Sample Questions and Answers
What is the best practice for handling sensitive data in Azure Data Factory?
A) Use Azure Key Vault to store credentials and access secrets dynamically
B) Hardcode passwords in pipeline parameters
C) Use plain text in pipeline code
D) Store credentials in datasets
Answer: A) Use Azure Key Vault to store credentials and access secrets dynamically
Explanation:
Using Key Vault improves security by avoiding exposure of sensitive info.

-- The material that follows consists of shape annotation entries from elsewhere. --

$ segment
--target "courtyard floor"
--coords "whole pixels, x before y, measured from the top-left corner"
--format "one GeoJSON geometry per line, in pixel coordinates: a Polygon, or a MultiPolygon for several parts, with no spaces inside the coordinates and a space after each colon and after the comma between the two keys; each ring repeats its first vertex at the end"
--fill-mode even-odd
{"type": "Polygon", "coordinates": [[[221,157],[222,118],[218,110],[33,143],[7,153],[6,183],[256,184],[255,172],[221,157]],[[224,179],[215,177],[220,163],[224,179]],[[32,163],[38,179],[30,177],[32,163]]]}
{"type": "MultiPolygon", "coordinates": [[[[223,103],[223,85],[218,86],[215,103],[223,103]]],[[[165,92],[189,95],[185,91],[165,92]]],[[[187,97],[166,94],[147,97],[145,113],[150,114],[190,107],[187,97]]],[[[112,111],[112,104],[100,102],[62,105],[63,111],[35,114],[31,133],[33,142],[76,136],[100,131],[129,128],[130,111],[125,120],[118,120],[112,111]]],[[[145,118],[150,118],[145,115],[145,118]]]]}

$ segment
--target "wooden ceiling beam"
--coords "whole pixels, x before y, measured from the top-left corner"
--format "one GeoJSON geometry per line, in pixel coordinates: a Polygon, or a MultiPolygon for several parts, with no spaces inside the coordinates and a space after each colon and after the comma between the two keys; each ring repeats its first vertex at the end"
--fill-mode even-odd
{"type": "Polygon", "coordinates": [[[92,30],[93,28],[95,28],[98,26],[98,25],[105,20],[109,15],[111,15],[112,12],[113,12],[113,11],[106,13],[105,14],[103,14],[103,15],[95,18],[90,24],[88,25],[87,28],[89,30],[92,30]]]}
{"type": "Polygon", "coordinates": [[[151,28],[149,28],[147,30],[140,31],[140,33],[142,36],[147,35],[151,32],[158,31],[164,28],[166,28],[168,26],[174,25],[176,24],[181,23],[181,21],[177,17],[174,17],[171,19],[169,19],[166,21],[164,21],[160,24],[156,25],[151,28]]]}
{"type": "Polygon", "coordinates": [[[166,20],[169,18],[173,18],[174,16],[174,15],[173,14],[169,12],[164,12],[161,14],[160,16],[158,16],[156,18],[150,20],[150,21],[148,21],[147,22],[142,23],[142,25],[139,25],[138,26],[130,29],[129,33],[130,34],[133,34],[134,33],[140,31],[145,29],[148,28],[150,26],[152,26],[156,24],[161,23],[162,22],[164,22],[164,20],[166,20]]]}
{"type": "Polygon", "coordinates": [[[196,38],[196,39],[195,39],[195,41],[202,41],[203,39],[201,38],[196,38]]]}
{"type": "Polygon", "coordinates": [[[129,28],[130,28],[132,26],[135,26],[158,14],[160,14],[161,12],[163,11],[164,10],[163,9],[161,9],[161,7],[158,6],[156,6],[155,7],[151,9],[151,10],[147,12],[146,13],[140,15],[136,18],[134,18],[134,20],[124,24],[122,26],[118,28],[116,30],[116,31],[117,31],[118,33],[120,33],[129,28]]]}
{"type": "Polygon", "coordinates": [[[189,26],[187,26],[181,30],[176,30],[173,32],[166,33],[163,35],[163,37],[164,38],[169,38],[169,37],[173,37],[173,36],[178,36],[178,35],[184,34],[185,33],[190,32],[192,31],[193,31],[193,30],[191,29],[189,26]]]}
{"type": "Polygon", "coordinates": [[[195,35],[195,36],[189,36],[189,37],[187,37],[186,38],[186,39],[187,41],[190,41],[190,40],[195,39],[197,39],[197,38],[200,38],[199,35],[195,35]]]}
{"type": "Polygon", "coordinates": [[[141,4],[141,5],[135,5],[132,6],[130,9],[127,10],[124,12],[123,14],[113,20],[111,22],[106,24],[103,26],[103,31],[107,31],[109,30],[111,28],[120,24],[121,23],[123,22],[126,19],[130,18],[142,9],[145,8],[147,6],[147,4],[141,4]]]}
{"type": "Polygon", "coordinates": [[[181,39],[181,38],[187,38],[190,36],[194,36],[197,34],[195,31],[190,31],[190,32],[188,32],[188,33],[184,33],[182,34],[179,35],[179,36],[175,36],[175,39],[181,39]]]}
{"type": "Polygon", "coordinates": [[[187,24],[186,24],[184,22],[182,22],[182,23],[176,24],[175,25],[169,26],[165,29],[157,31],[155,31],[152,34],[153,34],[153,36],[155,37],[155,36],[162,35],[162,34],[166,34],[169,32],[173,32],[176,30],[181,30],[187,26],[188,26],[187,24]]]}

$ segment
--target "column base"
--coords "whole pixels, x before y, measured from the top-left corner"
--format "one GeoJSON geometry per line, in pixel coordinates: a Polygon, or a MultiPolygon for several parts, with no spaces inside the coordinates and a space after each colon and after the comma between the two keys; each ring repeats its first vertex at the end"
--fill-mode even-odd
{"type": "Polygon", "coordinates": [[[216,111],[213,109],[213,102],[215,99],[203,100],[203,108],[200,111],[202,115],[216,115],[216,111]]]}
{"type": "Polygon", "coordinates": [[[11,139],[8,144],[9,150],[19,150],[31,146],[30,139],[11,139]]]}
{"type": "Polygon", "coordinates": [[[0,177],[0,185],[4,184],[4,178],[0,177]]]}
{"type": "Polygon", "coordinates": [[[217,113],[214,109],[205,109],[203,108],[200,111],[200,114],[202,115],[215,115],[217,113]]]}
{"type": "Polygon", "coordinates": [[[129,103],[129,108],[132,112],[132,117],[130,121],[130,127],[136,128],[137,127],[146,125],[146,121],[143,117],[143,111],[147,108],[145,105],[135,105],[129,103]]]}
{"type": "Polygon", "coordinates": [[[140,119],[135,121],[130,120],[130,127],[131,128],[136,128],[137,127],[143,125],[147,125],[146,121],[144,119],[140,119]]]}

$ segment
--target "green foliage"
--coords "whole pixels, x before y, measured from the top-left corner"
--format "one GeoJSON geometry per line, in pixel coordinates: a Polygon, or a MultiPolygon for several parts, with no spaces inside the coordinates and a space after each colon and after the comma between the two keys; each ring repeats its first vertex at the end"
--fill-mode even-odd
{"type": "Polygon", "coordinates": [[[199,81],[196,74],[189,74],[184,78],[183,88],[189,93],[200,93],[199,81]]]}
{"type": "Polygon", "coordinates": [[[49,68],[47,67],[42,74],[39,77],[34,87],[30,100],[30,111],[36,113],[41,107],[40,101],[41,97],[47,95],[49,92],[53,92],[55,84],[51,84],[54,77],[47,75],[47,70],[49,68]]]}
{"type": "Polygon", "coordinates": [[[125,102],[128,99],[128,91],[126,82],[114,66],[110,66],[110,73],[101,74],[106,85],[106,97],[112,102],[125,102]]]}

Which type of Azure Data Factory pipeline activity executes a stored procedure?
A) Stored Procedure Activity
B) Lookup Activity
C) Copy Activity
D) Web Activity
Answer: A) Stored Procedure Activity
Explanation:
This activity runs stored procedures in relational databases.
What is “PolyBase” primarily used for in Azure Synapse?
A) Querying external data directly using T-SQL
B) Performing machine learning
C) Building dashboards
D) Data ingestion automation
Answer: A) Querying external data directly using T-SQL
Explanation:
PolyBase integrates external data with Synapse SQL pools.
Which storage type does Azure Synapse Analytics’ Serverless SQL Pool query?
A) Azure Data Lake Storage and Blob Storage
B) Azure SQL Database only
C) Azure Cosmos DB only
D) Azure Table Storage
Answer: A) Azure Data Lake Storage and Blob Storage
Explanation:
Serverless SQL Pools query data directly from files in storage accounts.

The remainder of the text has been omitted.